Two proof-of-concept characterization applications
Breaking down the void space into constituent pockets serves as a template to get the most out of simple pore descriptors and describe the cavities better. As examples, solutions to two challenging characterization problems using this workflow are described below:
- Detect pore windows in materials:
When two regions are connected, the outer boundary of one region, overlaps with the inner boundary of the other region. The windows can be detected as the centroid of this shared outer boundary. If two regions are connected through multiple windows, an agglomerative clustering step is used to group the shared boundary into separate windows. For example, Figure 3, Application 1 shows the windows in Cu-BTC detected and overlayed on its distance isosurface and its pore graph.

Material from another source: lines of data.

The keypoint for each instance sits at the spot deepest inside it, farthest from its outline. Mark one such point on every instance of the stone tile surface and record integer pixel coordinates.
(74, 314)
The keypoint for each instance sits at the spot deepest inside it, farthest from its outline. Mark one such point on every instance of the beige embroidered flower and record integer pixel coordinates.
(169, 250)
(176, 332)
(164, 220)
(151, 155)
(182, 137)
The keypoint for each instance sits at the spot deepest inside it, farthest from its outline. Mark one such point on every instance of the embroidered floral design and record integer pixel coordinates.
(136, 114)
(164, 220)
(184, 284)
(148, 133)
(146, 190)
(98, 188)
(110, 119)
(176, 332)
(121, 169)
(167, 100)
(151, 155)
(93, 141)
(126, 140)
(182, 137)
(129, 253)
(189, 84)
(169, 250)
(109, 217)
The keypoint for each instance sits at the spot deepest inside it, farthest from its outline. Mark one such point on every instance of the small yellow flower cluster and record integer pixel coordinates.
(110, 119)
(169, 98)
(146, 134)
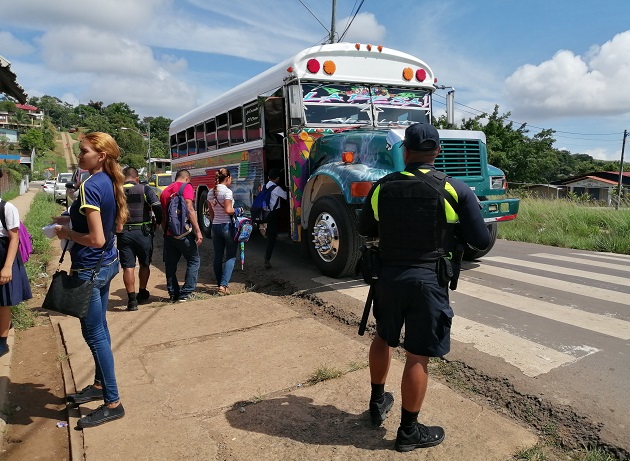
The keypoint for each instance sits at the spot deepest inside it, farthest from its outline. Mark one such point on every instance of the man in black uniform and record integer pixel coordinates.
(136, 239)
(415, 214)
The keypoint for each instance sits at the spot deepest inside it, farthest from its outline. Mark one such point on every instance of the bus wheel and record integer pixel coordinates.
(202, 215)
(333, 239)
(471, 255)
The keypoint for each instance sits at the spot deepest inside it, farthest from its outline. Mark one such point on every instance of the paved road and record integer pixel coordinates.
(555, 321)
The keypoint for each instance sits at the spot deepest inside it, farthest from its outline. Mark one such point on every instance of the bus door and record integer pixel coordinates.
(274, 123)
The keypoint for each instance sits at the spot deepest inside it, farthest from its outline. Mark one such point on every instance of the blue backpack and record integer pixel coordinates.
(242, 227)
(260, 207)
(177, 215)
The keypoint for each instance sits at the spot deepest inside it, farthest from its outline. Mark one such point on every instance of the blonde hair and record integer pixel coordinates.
(102, 142)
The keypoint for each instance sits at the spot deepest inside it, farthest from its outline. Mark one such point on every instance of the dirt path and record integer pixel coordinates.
(68, 152)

- Detect the types of pockets in a material:
Once PBC is applied correctly, a simple point-to-centroid distance histogram is calculated for each periodic group. We then used this simple, geometric descriptor to detect the different types of pockets in the material using agglomerative clustering. For example, Figure 3, Application 2 shows the three types of pockets detected in Cu-BTC and their corresponding size histograms .
Concluding remarks
Many other characterization problems can also be solved using this workflow including the breakdown of total simulated isotherms into regional isotherms using adsorption snapshots and comparing shapes of pockets across different materials and/or molecules using persistent homology. Apart from pure characterization, the pore graphs can be annotated with any node (pocket) or edge (connection) attribute (LCD, window size, energy histogram etc.) and fed into graph ML algorithms to predict complex adsorption properties that are often inaccessible to simpler architectures. This is much more efficient than training CNNs with cumbersome 3D images of materials. In summary, pore graphs help us understand the cavities in a material better by representing them as a network of interconnected pockets. This reveals the underlying similarities and opens the possibility for solving otherwise difficult characterization problems, and adsorption property prediction via machine learning.